Disc four of this collection features a 10-minute run-through of all the openings the show used over the years, including the KTMA version. While watching those sequences one after the other, I realized why I didn’t enjoy the Mike Nelson years as much as the Joel Hodgson ones: The Joel episodes had an elegant simplicity to the premise, while the Mike episodes went in all kinds of directions, to the point that you had to faithfully watch the show to figure out, for example, why Pearl Forrester was chasing him or why she had an ape guy with her. It wasn’t as accessible anymore, although the movie riffing was just as good.
Personally, I also enjoy Joel’s droll style over Mike’s aw-shucks approach. However, I think it’s really, really silly to get into a holy war over the issue, since both hosts did their jobs well; if the Best Brains crew had royally screwed up in choosing Joel’s successor, then I could understand some people’s attitudes.
All of the show’s principal creative folks appeared at an “MST3K” panel during the 2008 San Diego Comic-Con, and 40 minutes of footage from it is the highlight of disc four. Hosted by Patton Oswalt, the panel covers some of the same territory as the documentary (it looks like the documentary interviews were also filmed during Comic-Con), but there are more nuggets to uncover here. Unsurprisingly, there’s also plenty of riff-heavy banter between the participants.
Oh, yes, the four discs also contain four episodes from the show, along with the movies’ original trailers: “First Spaceship on Venus” (season two, with Joel), “Laserblast” (season seven, Mike), “Werewolf” (season nine, Mike), and “Future War” (season 10, Mike).

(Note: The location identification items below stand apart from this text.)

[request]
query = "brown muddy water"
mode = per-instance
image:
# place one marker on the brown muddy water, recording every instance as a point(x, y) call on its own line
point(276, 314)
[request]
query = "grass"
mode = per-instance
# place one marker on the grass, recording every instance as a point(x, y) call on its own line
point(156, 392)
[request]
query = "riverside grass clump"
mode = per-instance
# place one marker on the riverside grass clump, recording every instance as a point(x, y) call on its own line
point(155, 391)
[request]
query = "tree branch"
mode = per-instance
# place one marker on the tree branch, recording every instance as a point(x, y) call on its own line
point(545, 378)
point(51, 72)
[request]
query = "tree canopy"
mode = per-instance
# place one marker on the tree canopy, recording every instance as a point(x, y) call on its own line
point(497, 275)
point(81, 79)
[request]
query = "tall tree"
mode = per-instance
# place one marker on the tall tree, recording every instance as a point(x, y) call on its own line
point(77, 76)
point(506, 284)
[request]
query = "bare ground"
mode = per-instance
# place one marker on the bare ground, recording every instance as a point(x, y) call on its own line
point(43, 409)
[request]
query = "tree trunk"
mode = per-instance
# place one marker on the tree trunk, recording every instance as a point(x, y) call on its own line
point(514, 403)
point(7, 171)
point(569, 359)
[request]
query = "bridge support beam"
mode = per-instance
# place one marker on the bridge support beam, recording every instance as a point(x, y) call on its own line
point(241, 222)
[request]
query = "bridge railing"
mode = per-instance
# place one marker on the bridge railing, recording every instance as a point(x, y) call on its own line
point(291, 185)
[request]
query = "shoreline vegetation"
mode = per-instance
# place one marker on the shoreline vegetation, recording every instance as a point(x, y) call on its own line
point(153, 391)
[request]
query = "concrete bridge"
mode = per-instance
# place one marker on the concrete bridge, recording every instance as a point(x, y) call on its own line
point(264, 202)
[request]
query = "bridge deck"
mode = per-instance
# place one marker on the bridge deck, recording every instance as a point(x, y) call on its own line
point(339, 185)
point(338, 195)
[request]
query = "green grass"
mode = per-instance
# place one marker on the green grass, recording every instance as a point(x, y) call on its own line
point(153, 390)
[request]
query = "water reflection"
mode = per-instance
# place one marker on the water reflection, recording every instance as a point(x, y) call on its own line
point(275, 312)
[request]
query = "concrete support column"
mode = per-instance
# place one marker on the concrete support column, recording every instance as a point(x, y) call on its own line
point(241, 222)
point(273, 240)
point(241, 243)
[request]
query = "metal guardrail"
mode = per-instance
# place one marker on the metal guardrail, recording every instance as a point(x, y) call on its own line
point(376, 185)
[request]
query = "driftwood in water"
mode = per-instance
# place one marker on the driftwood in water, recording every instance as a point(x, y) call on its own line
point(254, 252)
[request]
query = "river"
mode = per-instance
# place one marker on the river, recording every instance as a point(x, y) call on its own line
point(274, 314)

When Rhino had the home video rights (I reviewed volume 10 and volume 12 from that series), they typically split their collections evenly between Mike and Joel episodes; I’m not sure why this initial Shout Factory set deviates from that pattern.
I realize the bonus stuff on future “MST3K” releases from Shout Factory won’t be as comprehensive as this one, but I hope they continue to throw more than just the episodes on the discs. This set is available in a limited edition version that includes a Crow figure and other stuff, but I only received the standard version. DVD reviewers get no love sometimes.